Con un avance superior al 80%, el complejo educativo que se levanta en el barrio Villa Raquel no es una obra menor. Se trata de una infraestructura moderna, planificada en un predio de más de 8.500 metros cuadrados, que contempla aulas, talleres, espacios de recursos, comedor, áreas administrativas y sectores de recreación. En términos concretos, beneficiará a más de 700 alumnos, pero en términos simbólicos representa algo más profundo: la convicción de que la educación sigue siendo una política de Estado y no una variable de ajuste.
Las palabras del gobernador durante la visita fueron claras y prudentes, lejos de la grandilocuencia. Reconoció el momento difícil que atraviesa el país, habló de la necesidad de priorizar, pero también dejó en claro una orientación: garantizar que los recursos lleguen a la gente y que las obras se concreten en tiempo y forma. Ese equilibrio discursivo refleja una posición política que busca sostener la gestión sin desconocer la realidad, pero sin resignar objetivos estratégicos.

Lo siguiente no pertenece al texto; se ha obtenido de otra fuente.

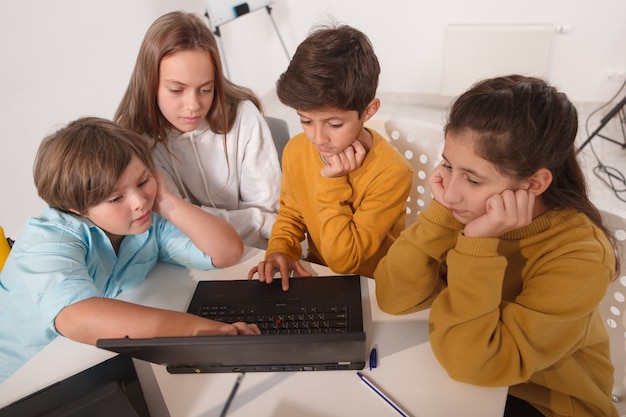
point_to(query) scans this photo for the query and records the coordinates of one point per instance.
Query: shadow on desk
(110, 388)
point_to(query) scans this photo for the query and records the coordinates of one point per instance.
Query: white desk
(407, 368)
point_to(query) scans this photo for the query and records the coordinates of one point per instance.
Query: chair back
(421, 143)
(280, 134)
(613, 310)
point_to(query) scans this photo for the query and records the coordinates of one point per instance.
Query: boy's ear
(540, 181)
(371, 109)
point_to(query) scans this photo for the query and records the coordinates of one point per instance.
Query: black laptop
(315, 326)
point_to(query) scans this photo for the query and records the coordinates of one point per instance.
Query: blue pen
(382, 394)
(233, 391)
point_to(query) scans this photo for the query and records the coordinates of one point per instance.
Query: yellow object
(4, 248)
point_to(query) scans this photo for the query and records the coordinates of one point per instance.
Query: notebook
(315, 326)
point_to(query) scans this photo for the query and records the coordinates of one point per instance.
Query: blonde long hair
(171, 33)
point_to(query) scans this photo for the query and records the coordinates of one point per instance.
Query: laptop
(315, 326)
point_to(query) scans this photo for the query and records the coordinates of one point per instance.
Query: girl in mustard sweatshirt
(511, 256)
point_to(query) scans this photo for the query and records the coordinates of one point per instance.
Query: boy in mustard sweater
(344, 187)
(511, 256)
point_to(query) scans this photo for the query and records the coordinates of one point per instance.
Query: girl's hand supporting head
(435, 181)
(506, 211)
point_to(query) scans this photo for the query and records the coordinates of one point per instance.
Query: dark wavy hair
(333, 67)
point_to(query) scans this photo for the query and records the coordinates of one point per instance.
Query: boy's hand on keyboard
(282, 263)
(216, 328)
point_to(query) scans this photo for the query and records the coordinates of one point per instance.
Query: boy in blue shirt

Invertir en educación no solo implica levantar paredes. Es una apuesta a largo plazo que impacta en la inclusión social, en la formación de la juventud y en la construcción de oportunidades reales para las próximas generaciones. En provincias como Santiago del Estero, donde la escuela cumple además un rol comunitario central, estas decisiones adquieren una relevancia aún mayor.

La obra pública orientada al sistema educativo también dinamiza la economía local, genera empleo y fortalece el entramado social. En ese sentido, la continuidad de proyectos como el de Villa Raquel muestra una línea de gestión que, con moderación y pragmatismo, elige no detenerse pese a las dificultades.
En tiempos donde abundan los discursos de recorte y repliegue, sostener una política de inversión educativa es, en sí misma, una definición. No resuelve todos los problemas, pero marca un rumbo: el de pensar el presente con la mirada puesta en el futuro, convencidos de que capacitar, educar e incentivar a la juventud sigue siendo la base más sólida para el desarrollo de la provincia.